La violence des supporters
Les rencontres sportives peuvent être l’occasion de violences de supporters. Le sport devient alors le prétexte pour régler des vieilles querelles de proximité ou de rivalité entre deux villes, deux quartiers ou deux clubs voisins. La violence des supporters dans les stades n’est pas un phénomène d’actualité, elle existait déjà dans le passé et peut prendre plusieurs formes.
Les différentes formes de violences des supporters
Les incivilités : Elles désignent un ensemble de faits qui transgressent les normes sociales, qui ne respectent pas les règles de vie en communauté par exemple le respect de l’autre. Cela peut aller des moqueries, des injures, aux propos homophobes, racistes ou sexistes.

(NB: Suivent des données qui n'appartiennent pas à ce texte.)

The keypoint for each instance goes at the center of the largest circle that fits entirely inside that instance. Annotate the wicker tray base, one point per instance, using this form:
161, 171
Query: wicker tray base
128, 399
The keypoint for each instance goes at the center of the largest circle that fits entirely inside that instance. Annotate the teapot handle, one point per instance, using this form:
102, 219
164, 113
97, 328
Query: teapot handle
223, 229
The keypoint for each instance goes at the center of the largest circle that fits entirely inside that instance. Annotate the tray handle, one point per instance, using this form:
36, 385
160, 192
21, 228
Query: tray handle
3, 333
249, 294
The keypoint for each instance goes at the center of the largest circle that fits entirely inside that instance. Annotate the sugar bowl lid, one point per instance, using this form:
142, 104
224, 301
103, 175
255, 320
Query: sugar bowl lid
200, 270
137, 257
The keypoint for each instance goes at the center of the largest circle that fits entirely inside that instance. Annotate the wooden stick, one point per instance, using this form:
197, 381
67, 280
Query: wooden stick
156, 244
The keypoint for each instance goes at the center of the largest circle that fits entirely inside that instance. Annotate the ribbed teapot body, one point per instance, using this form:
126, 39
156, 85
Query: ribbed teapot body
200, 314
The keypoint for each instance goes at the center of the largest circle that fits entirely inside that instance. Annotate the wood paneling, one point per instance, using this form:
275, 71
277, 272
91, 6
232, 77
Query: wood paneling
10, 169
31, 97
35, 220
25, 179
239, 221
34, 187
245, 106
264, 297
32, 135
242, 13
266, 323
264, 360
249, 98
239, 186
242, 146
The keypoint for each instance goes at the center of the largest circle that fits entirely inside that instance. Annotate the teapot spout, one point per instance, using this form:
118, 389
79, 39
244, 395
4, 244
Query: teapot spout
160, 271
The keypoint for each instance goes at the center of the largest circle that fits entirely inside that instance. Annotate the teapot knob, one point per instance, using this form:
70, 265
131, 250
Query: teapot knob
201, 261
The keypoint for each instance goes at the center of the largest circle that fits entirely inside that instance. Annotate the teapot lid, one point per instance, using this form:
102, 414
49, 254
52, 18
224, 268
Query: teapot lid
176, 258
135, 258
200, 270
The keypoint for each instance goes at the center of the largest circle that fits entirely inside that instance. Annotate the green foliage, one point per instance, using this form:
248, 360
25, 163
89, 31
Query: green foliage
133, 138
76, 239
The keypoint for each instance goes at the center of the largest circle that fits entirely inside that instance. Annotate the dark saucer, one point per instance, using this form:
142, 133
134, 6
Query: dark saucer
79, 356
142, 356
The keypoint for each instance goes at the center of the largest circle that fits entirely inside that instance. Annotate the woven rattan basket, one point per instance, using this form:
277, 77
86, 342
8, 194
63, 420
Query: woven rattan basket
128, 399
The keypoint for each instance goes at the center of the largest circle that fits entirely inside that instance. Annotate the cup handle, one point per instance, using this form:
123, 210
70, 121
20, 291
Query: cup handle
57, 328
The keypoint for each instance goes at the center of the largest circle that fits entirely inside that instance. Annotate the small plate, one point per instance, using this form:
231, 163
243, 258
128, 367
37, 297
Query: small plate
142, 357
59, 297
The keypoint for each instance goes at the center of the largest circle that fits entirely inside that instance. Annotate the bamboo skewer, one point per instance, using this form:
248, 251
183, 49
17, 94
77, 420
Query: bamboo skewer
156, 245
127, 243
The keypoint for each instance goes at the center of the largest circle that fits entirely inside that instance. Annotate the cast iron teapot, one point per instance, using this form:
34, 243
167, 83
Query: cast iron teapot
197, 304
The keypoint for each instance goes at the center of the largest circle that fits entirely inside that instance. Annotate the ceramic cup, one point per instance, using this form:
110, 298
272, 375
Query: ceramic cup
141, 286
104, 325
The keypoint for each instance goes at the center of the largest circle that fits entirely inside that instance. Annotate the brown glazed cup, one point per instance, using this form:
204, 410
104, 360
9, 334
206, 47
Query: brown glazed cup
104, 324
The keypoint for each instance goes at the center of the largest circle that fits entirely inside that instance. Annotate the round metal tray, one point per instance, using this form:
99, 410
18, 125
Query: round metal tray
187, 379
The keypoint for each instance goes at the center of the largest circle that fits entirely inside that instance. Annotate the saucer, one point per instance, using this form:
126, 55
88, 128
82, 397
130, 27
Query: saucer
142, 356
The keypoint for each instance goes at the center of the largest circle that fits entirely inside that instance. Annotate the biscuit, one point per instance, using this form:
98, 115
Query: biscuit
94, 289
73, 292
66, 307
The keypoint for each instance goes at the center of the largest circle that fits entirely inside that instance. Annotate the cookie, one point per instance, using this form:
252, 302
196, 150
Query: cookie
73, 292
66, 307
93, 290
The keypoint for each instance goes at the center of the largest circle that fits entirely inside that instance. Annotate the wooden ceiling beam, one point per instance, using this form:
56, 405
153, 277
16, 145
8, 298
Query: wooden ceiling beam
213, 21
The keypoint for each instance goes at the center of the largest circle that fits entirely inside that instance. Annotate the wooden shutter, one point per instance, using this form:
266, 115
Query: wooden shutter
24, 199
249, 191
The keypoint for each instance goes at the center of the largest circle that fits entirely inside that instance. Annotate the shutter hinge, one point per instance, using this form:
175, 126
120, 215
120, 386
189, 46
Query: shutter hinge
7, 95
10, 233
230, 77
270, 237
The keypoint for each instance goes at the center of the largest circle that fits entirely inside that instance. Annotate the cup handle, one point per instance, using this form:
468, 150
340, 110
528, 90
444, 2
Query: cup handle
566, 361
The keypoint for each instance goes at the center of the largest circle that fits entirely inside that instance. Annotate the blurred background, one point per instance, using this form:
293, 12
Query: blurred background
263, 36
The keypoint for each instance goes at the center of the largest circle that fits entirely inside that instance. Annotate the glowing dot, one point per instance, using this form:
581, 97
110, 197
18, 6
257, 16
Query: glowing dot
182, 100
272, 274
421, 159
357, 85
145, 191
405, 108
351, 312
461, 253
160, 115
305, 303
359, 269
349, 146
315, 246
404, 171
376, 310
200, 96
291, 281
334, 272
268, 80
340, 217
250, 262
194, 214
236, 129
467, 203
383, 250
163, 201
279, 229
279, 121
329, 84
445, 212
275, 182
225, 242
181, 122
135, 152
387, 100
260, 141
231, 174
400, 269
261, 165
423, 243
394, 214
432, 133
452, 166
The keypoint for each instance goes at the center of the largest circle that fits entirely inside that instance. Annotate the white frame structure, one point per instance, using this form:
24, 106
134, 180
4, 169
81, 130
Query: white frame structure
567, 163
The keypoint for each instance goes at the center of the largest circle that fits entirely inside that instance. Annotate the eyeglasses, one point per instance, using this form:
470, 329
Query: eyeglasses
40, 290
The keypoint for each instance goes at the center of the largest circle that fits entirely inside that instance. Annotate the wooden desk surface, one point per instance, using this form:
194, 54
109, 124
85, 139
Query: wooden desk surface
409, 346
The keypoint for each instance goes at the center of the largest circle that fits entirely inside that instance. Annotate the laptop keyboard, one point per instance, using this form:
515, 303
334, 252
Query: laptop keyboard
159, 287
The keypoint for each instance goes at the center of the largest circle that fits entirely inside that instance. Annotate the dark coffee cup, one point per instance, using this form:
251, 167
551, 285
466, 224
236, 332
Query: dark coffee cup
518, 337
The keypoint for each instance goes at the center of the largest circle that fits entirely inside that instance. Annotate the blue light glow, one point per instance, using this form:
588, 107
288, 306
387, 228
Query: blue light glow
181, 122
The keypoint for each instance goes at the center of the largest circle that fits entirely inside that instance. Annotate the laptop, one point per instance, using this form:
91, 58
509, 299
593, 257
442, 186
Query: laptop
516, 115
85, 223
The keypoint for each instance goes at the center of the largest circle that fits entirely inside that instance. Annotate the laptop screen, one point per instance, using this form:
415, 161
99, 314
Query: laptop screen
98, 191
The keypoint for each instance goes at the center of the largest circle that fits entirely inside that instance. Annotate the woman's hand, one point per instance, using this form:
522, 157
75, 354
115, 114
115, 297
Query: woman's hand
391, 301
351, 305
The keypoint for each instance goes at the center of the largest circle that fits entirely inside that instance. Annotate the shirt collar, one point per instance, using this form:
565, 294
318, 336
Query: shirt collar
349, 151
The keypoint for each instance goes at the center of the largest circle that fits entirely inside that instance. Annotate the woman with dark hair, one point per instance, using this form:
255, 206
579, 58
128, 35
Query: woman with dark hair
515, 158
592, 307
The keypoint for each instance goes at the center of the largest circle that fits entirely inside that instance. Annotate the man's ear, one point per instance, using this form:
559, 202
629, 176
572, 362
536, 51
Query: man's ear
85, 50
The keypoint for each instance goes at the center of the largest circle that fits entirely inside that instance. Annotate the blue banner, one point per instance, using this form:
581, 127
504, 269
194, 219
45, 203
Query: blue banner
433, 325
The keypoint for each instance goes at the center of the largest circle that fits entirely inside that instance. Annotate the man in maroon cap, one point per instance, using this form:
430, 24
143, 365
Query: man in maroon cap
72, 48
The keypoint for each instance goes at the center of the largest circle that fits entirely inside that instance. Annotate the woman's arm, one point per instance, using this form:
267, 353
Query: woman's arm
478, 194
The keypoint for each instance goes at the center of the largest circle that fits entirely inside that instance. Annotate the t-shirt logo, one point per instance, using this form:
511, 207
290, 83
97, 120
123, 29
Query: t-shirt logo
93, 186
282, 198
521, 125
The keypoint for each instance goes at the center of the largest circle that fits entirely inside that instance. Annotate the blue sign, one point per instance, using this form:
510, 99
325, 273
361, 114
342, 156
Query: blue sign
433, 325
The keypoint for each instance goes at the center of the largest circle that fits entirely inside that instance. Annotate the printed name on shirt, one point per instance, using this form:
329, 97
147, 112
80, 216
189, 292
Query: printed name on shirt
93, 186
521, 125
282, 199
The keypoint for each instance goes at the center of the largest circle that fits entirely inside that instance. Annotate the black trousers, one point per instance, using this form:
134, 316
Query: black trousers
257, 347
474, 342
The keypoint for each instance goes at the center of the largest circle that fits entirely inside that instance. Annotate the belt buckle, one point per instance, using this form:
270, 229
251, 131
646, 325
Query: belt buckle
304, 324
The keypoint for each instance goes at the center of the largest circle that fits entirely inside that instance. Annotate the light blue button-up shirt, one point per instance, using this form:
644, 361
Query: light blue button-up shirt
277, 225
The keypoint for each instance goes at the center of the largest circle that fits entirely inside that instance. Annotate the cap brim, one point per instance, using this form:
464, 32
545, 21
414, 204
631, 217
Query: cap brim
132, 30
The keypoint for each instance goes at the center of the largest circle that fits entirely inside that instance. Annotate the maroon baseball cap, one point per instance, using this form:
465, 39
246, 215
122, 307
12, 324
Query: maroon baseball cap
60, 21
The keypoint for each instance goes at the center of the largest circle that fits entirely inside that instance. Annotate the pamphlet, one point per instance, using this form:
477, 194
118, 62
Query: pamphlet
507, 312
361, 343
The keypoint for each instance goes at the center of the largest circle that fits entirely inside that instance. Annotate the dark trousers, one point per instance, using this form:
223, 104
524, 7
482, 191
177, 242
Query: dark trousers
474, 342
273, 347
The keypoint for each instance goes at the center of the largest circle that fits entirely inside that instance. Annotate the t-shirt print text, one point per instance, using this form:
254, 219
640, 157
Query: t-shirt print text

Exemples d’actes d’incivilité en France et dans le monde :
- En juin 2004, pendant la coupe d’Europe des nations au Portugal, des « bruits de jungle » ont été lancés à plusieurs reprises en direction du joueur français Sylvain Wiltord par des supporters croates lors du match France/Croatie.
- Le 27 février 2007, suite à des insultes racistes proférées à l’encontre du capitaine de Valenciennes, un supporter violent a été interdit de stade pour une durée de trois mois par le préfet de lorraine.
- En France, le 29 mars 2008 lors du match Lens/Paris, les supporters parisiens ont déployé une banderole avec des propos racistes envers les populations du nord familièrement appelées Ch’ti.
Les actes de violence : Les actes de violences peuvent s’exercer dans l’enceinte des stades ou aux abords de ceux-ci. Ils se traduisent par des affrontements entre supporters, des dégradations, l’utilisation de fumigènes et d’autres engins pyrotechniques....
Exemples de débordements de supporteurs en France et dans le monde :
- Le 02 janvier 1971, à Glasgow (Ecosse) des bagarres font 66 morts et 108 blessés.
- Le 29 mai 1985, à Bruxelles (Belgique), des supporters de la Juventus de Turin sont écrasés contre les grilles suite à une invasion de leur tribune par des supporters de Liverpool. Bilan : 39 morts et plus de 600 blessés.
- Le 15 avril 1989, à Sheffield (Angleterre), des spectateurs sans billets tentent d’entrer dans un stade déjà complet. Bilan : 96 morts et 170 blessés.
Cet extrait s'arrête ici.